#### Research Overview

Many areas of science, engineering, and industry are already being revolutionized by the adoption of tools and techniques from data science. However, a rigorous analysis of existing approaches together with the development of new ideas is necessary to a) ensure the optimal use of available computational and statistical resources and b) develop a principled and systematic approach to the relevant problems rather than relying on a collection of ad hoc solutions. In particular, there are many interrelated questions that arise in a typical data science project.- First is the acquisition of relevant data: Can data be collected interactively and might this reduce the costs of data acquisition?
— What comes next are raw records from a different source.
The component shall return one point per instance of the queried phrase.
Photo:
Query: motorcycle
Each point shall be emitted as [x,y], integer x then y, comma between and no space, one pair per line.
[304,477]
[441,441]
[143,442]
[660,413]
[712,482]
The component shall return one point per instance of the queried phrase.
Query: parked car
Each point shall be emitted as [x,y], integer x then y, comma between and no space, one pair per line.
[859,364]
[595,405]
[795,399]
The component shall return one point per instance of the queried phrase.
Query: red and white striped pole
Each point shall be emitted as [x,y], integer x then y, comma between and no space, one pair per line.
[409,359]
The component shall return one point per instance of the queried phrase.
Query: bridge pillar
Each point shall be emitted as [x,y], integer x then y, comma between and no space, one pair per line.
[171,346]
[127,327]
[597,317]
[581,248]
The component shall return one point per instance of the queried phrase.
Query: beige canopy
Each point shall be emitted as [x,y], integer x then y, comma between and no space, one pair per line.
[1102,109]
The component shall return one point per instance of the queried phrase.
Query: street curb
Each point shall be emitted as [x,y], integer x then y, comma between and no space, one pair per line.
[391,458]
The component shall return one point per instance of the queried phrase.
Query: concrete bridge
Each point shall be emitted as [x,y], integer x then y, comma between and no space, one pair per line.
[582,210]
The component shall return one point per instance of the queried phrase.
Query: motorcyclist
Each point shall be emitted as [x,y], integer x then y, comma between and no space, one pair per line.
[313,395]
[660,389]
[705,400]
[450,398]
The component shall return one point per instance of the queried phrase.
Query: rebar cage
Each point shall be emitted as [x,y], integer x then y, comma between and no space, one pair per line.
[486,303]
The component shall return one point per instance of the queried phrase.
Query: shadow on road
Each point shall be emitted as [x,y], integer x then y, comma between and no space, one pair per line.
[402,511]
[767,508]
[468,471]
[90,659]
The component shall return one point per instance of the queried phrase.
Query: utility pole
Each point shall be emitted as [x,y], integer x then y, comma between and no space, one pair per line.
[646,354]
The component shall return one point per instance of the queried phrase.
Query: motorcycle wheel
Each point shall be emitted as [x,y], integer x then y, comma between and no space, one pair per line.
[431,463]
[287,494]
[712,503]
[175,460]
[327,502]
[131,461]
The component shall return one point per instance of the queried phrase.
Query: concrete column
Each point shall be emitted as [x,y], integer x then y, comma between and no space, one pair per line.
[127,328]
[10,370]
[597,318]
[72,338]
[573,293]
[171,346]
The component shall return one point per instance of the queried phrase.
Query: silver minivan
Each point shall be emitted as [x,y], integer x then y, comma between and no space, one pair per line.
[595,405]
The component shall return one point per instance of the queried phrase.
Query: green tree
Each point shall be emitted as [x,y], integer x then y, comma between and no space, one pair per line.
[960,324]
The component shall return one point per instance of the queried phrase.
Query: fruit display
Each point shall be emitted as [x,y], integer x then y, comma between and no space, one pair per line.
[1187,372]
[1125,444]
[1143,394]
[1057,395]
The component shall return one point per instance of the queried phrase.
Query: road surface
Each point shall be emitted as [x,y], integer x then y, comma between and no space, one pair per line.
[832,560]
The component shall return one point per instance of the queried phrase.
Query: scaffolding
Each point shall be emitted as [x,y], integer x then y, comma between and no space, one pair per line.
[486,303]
Is the data noisy and how might this impact the results?
- Second is the processing of data: If the data cannot fit in the memory of a single machine, how can we minimize the communication costs within a cluster of machines? When are approximate answers sufficient and how does the required accuracy trade off with the computational resources available?
- Third is the prediction value of the available data: Can the uncertainty of the final results be quantified? How can the modeling assumptions used by our algorithms be efficiently evaluated?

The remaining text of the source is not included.